On Wed, Sep 24, 2025 at 11:21 AM Rusty Dekema via NANOG <nanog@lists.nanog.org> wrote:
On Wed, Sep 24, 2025 at 11:39 AM Kurtis Heimerl via NANOG <nanog@lists.nanog.org> wrote:
sorts of setups are not used for jamming or disrupting cell networks (you'd just use a jammer), instead they are used for tunneling international VoIP traffic onto national cellular lines, allowing for (admittedly illegal) cheaper calls. Is that actually against the law in the US?
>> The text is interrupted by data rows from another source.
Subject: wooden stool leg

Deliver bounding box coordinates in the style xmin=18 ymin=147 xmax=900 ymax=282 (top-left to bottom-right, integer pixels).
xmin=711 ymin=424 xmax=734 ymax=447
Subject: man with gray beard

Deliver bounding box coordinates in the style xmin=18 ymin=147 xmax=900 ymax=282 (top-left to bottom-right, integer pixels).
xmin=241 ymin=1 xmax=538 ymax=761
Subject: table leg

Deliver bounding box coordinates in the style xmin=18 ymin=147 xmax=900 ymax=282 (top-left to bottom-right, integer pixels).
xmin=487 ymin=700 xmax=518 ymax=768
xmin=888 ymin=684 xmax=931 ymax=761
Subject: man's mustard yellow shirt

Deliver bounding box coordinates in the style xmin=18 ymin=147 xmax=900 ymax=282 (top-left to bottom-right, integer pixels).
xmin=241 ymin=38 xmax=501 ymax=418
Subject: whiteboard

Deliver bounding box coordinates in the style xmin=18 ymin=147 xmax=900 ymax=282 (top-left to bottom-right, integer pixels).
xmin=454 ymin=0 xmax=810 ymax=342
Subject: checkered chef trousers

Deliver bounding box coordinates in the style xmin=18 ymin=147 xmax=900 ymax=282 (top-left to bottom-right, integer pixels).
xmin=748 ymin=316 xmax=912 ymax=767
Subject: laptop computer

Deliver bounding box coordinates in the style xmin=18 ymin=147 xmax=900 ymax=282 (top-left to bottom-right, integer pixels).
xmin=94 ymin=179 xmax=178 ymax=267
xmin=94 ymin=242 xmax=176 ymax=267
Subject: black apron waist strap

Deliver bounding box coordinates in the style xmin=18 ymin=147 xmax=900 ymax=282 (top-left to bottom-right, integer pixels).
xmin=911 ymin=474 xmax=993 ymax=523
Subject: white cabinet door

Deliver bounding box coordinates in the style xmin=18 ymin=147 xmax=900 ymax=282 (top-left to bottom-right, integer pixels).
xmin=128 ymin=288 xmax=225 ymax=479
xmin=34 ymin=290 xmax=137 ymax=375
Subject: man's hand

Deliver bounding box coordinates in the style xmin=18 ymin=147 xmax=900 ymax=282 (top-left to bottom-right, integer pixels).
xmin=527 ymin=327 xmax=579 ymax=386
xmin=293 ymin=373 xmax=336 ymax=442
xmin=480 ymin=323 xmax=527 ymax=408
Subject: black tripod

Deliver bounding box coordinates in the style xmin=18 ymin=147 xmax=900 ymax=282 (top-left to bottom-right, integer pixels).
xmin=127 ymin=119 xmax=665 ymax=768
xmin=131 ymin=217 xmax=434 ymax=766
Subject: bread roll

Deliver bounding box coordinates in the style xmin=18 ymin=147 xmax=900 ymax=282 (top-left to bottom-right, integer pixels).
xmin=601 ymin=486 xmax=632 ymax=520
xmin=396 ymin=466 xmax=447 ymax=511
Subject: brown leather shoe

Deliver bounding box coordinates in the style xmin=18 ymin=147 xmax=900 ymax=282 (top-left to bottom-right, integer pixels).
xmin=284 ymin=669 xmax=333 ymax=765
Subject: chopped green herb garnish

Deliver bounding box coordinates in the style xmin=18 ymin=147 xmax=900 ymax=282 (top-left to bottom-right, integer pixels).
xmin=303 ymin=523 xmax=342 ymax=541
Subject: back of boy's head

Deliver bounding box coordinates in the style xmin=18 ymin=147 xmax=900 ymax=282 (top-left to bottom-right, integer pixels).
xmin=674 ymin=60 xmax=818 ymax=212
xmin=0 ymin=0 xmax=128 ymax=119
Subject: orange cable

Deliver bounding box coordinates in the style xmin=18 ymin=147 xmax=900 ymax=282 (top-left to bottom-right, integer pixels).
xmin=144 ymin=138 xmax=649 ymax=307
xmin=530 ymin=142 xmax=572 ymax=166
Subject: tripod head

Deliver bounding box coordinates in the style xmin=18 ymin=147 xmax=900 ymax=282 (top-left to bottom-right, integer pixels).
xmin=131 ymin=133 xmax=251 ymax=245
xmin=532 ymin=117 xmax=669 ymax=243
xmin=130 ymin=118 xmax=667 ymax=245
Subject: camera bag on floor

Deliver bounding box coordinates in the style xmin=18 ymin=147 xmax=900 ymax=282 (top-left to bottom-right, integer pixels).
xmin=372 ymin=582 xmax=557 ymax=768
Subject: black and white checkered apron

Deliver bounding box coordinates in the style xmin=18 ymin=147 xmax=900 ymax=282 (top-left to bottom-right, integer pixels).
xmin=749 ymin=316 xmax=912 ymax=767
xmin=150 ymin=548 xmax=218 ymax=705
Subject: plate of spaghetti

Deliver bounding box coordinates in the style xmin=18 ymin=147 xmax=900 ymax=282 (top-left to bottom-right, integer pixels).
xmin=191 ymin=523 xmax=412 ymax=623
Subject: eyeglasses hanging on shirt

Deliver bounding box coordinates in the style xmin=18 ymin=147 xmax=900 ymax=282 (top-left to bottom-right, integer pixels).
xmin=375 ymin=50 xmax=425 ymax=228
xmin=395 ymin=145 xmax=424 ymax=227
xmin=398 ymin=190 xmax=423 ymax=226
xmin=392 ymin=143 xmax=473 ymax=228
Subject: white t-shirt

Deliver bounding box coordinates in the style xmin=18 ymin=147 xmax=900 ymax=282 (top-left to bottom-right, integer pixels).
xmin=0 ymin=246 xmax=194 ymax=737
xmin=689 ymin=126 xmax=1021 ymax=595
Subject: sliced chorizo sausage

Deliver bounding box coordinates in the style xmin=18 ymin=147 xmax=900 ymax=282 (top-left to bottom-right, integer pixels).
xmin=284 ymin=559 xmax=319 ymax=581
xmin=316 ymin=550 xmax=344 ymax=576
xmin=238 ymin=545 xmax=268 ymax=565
Wire fraud/theft of service, probably. Consumer cellular providers don't authorize resale of their services. Also US law forbids any type of willful or malicious interference against licensed or authorized radio communications. - https://www.law.cornell.edu/uscode/text/47/333 Presumably their investigation continues; As the news release is scant on details. That also means they can have seized gear finding extremely suspicious circumstances, but that they have not yet determined what exactly if any violations were being committed. Law enforcement simply has power to seize anything they want if their belief is strong enough. They could remove all servers in a large datacenter co-lo without warning due to suspecting one tenant of running a Tor node. The only potential barrier is finding a judge somewhere to sign off on an oath "Upon my belief based on information Officer B, told me that Officer C said that servers here contain evidence of a conspiracy promoting the illegal download of such and such pirated record albums" Etc, etc. Finding unauthorized radio signals coming from abandoned buildings is also already evidence of a trespass. So the law enforcement only has to have probable cause to suspect a violation, which is a low bar, then they can seize all potential evidence in order to investigate, and figure out of there are actually any violations much later after they've had time to disassemble all equipment and analyze the storage on its chips or disk drives for any past logs or configurations.